Opera prima di Piotr Chrzan, Klezmer torna sulla Shoah dall’insolita angolazione di chi, né ebreo né tedesco, ha assistito inerme, spesso indifferente, certo consapevole, allo sterminio di un popolo.
Si tratta della Polonia, qui regione di Bialystok, e delle sue sterminate pianure e foreste, dove centinaia di piccoli villaggi abitati da ebrei, gli shtetl, furono svuotati da furia omicida e troppi vicini di casa stettero a guardare nel silenzio e in complicità passiva.
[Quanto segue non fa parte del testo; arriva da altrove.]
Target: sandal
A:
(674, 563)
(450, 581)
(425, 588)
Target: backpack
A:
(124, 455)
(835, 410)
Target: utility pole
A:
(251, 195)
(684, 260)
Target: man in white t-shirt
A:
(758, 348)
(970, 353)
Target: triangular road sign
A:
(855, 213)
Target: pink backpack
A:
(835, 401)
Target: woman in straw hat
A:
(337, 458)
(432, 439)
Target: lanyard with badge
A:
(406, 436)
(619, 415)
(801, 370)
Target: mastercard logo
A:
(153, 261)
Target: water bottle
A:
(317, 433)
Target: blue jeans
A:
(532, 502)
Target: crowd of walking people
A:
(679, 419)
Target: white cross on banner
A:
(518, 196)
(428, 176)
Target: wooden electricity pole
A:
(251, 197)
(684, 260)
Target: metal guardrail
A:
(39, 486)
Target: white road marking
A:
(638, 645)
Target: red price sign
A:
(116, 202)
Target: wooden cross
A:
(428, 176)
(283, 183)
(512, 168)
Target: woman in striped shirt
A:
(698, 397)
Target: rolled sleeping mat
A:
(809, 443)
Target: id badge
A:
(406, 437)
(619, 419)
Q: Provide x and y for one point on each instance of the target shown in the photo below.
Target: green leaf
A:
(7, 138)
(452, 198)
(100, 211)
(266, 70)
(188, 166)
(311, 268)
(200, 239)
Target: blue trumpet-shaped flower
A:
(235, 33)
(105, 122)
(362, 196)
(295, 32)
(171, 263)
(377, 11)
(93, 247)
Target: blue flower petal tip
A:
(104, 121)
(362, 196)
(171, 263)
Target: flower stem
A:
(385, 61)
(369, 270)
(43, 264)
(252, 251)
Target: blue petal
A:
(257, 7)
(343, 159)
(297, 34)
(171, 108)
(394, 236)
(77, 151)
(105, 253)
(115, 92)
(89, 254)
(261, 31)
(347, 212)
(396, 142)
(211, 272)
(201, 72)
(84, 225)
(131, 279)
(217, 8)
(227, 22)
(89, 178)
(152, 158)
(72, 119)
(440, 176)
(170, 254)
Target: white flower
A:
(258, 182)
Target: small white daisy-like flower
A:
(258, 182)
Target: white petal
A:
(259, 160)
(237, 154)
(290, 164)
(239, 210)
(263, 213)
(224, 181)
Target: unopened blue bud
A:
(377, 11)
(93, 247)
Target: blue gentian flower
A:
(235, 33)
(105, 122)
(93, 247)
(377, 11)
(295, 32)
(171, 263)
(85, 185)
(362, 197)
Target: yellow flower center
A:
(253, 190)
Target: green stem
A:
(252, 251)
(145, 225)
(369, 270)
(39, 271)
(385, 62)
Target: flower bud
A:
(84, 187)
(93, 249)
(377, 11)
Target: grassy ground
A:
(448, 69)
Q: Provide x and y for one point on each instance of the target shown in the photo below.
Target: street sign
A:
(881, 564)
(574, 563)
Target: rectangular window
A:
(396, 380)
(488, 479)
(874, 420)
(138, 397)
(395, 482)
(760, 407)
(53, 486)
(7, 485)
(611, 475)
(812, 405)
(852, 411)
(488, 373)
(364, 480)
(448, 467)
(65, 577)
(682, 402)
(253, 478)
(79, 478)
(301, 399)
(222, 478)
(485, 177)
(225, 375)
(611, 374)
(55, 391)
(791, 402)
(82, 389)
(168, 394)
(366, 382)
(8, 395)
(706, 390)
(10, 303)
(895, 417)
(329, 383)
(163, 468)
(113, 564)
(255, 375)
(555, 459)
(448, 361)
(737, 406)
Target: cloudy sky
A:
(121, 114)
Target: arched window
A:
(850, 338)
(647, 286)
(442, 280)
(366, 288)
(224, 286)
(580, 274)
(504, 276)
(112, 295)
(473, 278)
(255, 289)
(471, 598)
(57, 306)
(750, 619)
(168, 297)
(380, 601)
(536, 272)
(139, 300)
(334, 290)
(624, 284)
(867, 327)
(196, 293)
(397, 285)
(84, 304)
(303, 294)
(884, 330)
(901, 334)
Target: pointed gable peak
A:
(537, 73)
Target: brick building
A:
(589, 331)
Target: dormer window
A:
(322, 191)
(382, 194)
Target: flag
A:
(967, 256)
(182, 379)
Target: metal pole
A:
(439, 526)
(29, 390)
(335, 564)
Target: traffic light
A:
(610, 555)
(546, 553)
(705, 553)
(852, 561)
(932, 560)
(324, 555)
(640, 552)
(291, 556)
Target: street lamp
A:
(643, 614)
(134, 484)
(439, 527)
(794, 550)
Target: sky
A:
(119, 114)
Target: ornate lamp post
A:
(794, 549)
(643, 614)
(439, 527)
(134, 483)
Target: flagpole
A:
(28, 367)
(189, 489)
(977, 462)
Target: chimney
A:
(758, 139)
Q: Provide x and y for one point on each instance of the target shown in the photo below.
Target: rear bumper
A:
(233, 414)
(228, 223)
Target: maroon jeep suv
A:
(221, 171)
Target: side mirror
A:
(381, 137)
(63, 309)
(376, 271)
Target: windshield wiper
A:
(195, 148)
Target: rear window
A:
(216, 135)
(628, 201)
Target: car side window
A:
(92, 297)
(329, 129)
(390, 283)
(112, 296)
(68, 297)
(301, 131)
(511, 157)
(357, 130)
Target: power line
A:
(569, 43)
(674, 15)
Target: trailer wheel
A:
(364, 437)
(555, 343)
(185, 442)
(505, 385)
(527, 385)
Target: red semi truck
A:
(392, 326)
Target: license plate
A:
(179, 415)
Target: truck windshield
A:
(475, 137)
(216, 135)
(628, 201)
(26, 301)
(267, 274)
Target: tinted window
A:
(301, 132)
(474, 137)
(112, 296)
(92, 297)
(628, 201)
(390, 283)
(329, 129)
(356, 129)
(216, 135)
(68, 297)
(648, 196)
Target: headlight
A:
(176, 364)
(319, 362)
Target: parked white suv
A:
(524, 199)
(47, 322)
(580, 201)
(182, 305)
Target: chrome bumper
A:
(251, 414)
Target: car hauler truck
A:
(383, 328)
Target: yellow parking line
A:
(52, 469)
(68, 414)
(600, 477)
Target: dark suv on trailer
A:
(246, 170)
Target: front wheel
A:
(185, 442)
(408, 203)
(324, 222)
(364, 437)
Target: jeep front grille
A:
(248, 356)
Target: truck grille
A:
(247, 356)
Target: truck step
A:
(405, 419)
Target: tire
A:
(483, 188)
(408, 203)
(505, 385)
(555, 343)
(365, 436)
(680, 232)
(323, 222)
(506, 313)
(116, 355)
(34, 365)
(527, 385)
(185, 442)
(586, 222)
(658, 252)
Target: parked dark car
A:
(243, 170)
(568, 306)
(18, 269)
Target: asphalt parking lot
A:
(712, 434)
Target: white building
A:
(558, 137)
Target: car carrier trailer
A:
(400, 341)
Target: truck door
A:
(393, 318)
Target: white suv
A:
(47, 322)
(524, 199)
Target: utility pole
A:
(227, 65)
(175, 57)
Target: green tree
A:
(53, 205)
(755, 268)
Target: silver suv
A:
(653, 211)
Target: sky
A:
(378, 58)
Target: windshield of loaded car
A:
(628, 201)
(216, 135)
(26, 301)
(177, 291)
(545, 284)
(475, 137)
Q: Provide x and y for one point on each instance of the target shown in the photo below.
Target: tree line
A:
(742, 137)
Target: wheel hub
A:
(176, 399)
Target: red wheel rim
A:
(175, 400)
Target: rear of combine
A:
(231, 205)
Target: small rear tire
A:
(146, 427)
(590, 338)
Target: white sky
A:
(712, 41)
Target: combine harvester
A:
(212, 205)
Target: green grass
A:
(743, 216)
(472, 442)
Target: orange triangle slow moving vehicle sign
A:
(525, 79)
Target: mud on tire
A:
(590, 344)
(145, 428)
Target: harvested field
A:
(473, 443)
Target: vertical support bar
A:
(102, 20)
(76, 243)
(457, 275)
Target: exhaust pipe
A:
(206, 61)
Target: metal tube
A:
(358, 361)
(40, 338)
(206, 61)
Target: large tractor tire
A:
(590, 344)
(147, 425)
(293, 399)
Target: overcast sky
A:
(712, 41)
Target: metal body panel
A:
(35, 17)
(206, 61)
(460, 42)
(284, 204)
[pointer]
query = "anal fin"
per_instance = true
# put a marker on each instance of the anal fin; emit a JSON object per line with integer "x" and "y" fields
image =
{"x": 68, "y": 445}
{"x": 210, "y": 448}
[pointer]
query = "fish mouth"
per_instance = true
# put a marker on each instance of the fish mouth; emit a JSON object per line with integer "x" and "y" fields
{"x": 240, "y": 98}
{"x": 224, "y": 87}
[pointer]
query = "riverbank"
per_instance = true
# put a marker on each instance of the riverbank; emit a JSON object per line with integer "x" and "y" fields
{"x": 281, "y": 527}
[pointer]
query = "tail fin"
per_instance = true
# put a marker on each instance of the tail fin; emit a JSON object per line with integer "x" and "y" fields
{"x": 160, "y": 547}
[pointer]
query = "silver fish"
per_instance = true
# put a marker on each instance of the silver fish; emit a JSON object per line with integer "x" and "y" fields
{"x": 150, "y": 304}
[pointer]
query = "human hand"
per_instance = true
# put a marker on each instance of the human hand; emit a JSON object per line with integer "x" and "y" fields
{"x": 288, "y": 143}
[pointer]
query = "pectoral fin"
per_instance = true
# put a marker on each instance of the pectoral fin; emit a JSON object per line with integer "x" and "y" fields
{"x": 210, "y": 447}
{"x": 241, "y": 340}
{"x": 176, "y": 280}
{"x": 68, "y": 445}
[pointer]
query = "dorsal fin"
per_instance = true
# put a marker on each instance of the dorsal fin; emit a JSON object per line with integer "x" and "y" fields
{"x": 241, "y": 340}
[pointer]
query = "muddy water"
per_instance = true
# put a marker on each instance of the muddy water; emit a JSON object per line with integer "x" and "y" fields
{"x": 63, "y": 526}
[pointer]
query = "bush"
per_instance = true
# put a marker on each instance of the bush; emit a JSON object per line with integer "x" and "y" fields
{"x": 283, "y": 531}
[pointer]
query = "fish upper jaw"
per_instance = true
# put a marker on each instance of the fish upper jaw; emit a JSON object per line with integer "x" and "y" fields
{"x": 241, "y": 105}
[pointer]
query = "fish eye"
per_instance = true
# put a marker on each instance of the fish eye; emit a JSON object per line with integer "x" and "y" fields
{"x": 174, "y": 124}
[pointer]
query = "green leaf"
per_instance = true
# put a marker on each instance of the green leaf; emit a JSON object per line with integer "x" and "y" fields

Nel solco del magnifico tributo alla memoria che già Pawlikowski ha reso con Ida (2013), pur restando molto lontano da quella forza narrativa totalmente prosciugata, tesa fino allo spasimo, che nulla concedeva alla retorica dei sentimenti, Chrzan colloca la sua storia in un contesto che si vorrebbe dimenticato, sepolto da una rimozione collettiva che in tanti casi si è tradotta in autoassoluzione se non, addirittura, in revisionismo.
Se Ida guardava al passato dopo un arco di tempo, venti anni, sufficienti per constatare l’irreversibilità del danno sulla vita delle persone, Klezmer si colloca direttamente in quel passato per ricondurlo a cronaca, frammento di quella nuda quotidianità dove vite, uomini e cose vengono triturate e disperse.
Annullando la distanza prospettica della ricostruzione storica, i cadaveri di tre giovani, un ebreo e due polacchi stesi a terra nel bosco, diventeranno polvere indistinta, habitat privilegiato di vermi e formiche.
Siamo nel ’43, in pieno sviluppo della Soluzione Finale del problema ebraico, l’Aktion Reinhardt di funesta memoria che prese il via proprio in Polonia. I ghetti cittadini furono sistematicamente liquidati e i beni degli Ebrei finirono in molte mani. Non tutti gli Ebrei finirono rastrellati e stipati sui camion o sui treni diretti ai campi. Qualcuno riuscì a fuggire nelle foreste, soprattutto giovani, anche se ne scamparono pochi fino alla fine. Chi collaborò allo sterminio fu la popolazione locale, spesso animata da odio razziale, più spesso ancora dal rapace desiderio di impadronirsi dei loro beni. La galassia concentrazionaria contava il maggior numero di lager in Polonia, dunque la popolazione non poteva ignorare per nessuna ragione ciò che accadeva sotto i propri occhi, quasi fuori della porta di casa.
Chrzan parte da qui, e il suo racconto affonda in una delle cacce all’uomo più odiose mai registrate da memoria umana, la caccia all’Ebreo.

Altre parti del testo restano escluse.